Okay, that's where it left off. Now where did it come from? Haven't a clue. I had been sitting in front of the fire eating dinner, so maybe the fire is from that. But the whole space-time continuum and emotion as energy distorting things? I dunno. I mean it. WTH?

I have an odd mind. I'll admit that. But this stuff is a bit out there for me. Probably too dry to use for a story too. But it was there, in my head. And it played out like a movie. And I do find it a bit interesting.

Where do I get my ideas? I dunno. Sometimes something inspires me. A lot of times they spring into my head fully formed, or make themselves known through dreams. Sometimes they're useful. Sometimes they're not. But I try to let them have their way, because even if they're not useful they deserve time and attention.

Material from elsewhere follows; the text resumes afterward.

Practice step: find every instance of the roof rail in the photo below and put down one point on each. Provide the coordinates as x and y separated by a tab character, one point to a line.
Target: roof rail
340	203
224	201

Besides, just because something isn't workable now doesn't mean it won't be later on, in a different context.

1 comment:

Cassidy McKay said...

Oh boy, where do I get my ideas from? Where don't I? It could be a line from a song on the radio, a picture in a magazine, a funny line a child spouts. Mine come from everywhere.

Many times, a story title will pop into my head, and the story flows from that. My kids all know to keep a pen handy when Mom is driving, because they could be writing ideas or titles on pizza boxes in the car!